Leahy says the president’s decision makes it even more important for Congress to challenge the Administration.

VPR’s Bob Kinzel reports:

(Kinzel) Libby, who was the former chief of staff for Vice President Dick Cheney, had been convicted of perjury and the obstruction of justice in a case involving the public disclosure of the identity of Valerie Plame of the C.I.A. Libby received a 30 month jail sentence for these crimes.

By commuting the sentence, the President ensured that Libby wouldn’t be sent to prison but the conviction remains in place.

Leahy, who chairs the Senate Judiciary committee, thinks the president made a very poor decision:

(Leahy) “The signal he sends is simply that we here in this Administration are above the law. We’ll apply the law to others. but we expect to be treated differently. I’ve never seen any Administration like this. It makes the Nixon Administration seem like the most open Administration in history.”

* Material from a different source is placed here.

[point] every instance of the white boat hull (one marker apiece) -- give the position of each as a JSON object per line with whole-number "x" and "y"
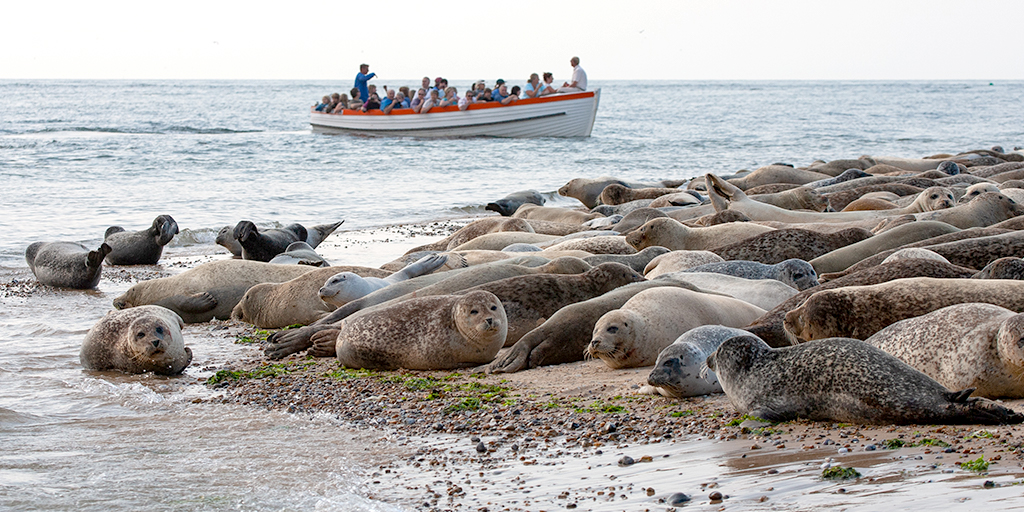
{"x": 569, "y": 115}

(Kinzel) Leahy says it certainly appears that Libby was rewarded for his silence on a number of key issues:

(Leahy) “What this means is Scooter Libby, who would have gone to prison will not go to prison. And basically Scooter Libby who could blow the whistle on everything that’s been going on in the activities especially in the Vice President’s office, Scooter Libby who could have told why they falsified the information that brought us into war in Iraq, Scooter Libby will keep his mouth shut.”

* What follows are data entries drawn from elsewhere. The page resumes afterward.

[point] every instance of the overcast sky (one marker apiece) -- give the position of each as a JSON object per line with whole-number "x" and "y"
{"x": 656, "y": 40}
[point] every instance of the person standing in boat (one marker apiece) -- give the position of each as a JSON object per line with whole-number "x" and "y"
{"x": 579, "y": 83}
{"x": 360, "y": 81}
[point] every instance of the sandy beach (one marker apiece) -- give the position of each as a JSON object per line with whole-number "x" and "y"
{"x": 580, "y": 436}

(Kinzel) Last week, the Senate Judiciary committee issued a series of subpoenas to the White House to obtain information concerning the dismissal of a number of federal attorneys last fall. Leahy says there’s strong evidence to suggest that these attorneys were fired for political reasons.

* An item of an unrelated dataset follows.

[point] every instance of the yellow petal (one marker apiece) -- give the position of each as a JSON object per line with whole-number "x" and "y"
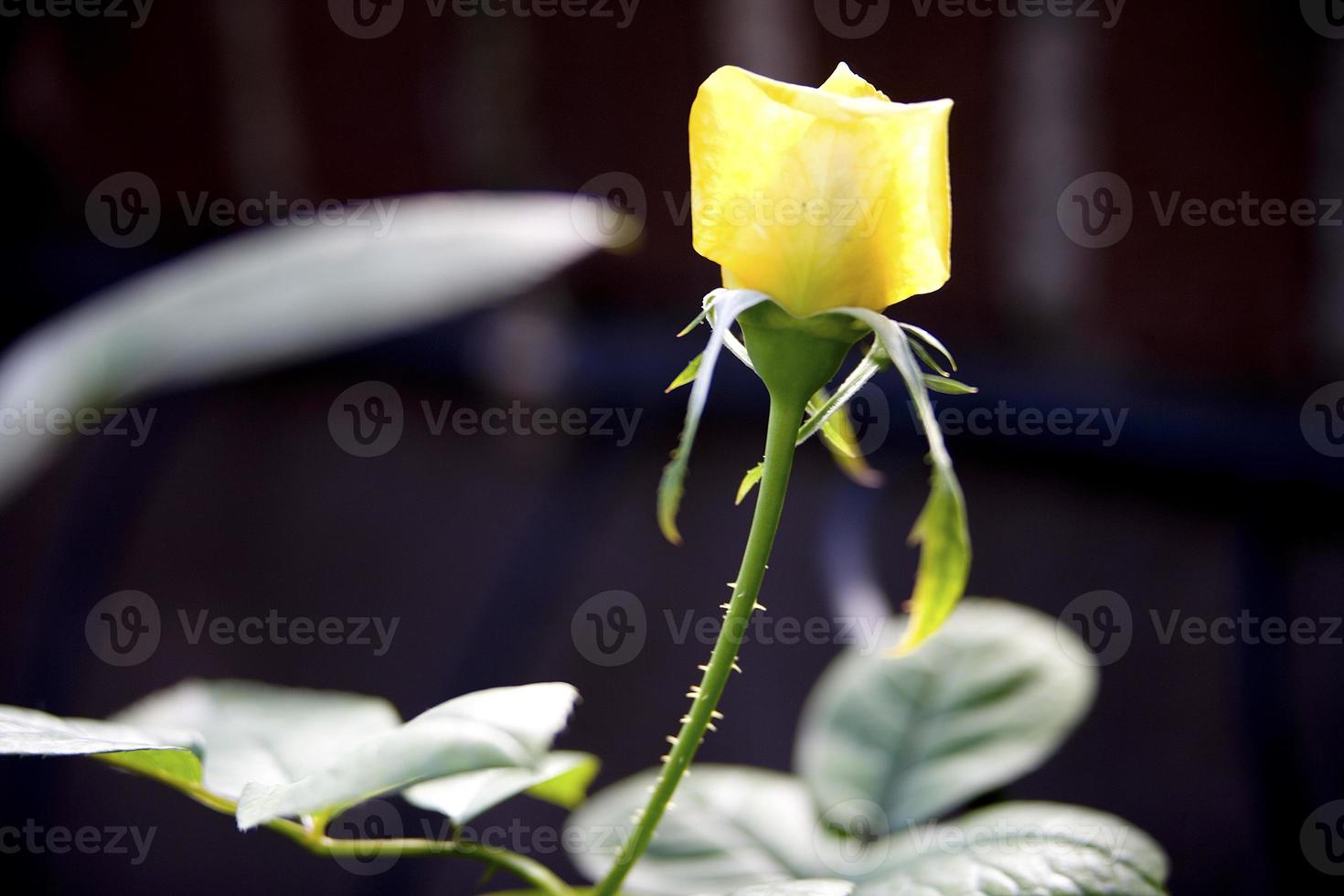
{"x": 821, "y": 197}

Leahy says the President’s decision to commute Libby’s sentence makes Leahy more determined to continue his legal battles with the White House:

(Leahy) “I think I have to. I think I have a responsibility. And I think the reason why only 3 of the Republicans on my committee even voted against asking for more subpoenas, the reason why so many Republicans have backed what I’ve been doing is because most people know that if the Congress, just like during the Watergate era, if the Congress is going to do its job they have to ask these questions.”

(Kinzel) The White House has invoked executive privilege in the case involving the federal attorneys. Leahy says it’s likely the issue will have to be decided by the courts.

For VPR News, I’m Bob Kinzel in Montpelier.